Мы хоронили его всем районом. Когда подняли гроб, шоферы загудели и трактористы включили двигатели на всю катушку. Я не помню, как дальше все там было, потому что не устоял на ногах, свалился и ушиб себе голову. Не пьяный был, волна в сердце какая-то ударила.

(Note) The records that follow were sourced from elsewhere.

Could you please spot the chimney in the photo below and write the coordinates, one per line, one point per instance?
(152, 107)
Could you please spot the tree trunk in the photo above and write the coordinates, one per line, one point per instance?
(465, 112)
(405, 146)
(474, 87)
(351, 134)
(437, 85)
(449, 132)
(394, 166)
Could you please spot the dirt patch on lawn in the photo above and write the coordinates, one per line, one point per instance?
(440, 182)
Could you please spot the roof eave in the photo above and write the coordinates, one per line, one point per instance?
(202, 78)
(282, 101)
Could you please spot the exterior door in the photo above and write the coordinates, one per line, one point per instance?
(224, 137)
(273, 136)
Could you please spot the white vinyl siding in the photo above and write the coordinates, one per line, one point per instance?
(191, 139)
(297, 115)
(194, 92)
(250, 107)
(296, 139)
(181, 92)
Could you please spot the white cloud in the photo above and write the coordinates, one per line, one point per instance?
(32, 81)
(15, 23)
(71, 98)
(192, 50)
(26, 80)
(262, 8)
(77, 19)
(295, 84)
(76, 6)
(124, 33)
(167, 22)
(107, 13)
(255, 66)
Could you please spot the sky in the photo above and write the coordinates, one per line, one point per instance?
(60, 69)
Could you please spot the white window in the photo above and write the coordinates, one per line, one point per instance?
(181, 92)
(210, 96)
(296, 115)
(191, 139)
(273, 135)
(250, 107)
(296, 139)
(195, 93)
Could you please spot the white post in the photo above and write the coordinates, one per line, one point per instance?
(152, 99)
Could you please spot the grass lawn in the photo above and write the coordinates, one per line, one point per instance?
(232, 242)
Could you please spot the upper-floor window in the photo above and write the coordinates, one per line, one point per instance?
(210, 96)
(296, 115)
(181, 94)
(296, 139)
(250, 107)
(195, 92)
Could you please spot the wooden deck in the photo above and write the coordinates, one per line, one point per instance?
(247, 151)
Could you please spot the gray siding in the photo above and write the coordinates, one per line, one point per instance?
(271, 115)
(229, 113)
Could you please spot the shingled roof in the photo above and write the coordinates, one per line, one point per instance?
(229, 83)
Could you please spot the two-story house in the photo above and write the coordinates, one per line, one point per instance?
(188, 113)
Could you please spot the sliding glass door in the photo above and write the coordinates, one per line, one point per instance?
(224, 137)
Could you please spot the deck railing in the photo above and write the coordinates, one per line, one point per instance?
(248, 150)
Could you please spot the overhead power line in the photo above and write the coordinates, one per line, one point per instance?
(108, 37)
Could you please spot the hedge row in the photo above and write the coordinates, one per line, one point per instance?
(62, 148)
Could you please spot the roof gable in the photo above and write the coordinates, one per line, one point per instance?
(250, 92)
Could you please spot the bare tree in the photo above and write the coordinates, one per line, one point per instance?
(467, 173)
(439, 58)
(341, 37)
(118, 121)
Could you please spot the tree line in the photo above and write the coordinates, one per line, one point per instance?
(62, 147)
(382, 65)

Новый секретарь сейчас — Светильников. По всем районным ступенькам прошел. Мужик твердый, но какой-то весь закрытый. Осторожничает.
Поразила меня, дорогой Павлик, весть о Завьялове. Нет жалости у меня к нему никакой. И не может быть. Одно скажу: я с ним вместе учился в педагогическом техникуме, и он у нас считался отличным математиком и был профоргом. А душонка у него оказалась мелкая. Тут, Павел, все надо понимать по большому счету. Кто «живет» и «борется» за Родину с одной заклепкой — выжить, — опасный для нашей Родины человек. Для меня, для тебя, для всех других. Это надо хорошо осмыслить.
Кстати сказать, Светильников — родной дядя Маши Светильниковой, с которой дружил Завьялов и переписывался. Все считают ее невестой Завьялова, а поэтому не исключено, что сам Светильников ходатайствовал за него. Но штрафной Завьялову все равно не миновать.
Противно обо всем этом писать. Но ты, Павел, учти такую штуку: и ты, и я, и многие другие с Завьяловым начинали, и ведь никто не заметил всей его требухи…
И последнее, насчет Людмилы. Ты припомни все подробности ее гибели. В тот день, кроме комиссара Соснина и Людмилы, как мне известно, погибла еще одна девушка. Но хоронили-то вы не троих, а двоих. Где же третья? Может быть, все это моя придумка, но ты обрати на это внимание.
Желаю тебе доброго здоровья. Жду домой. Обнимаю.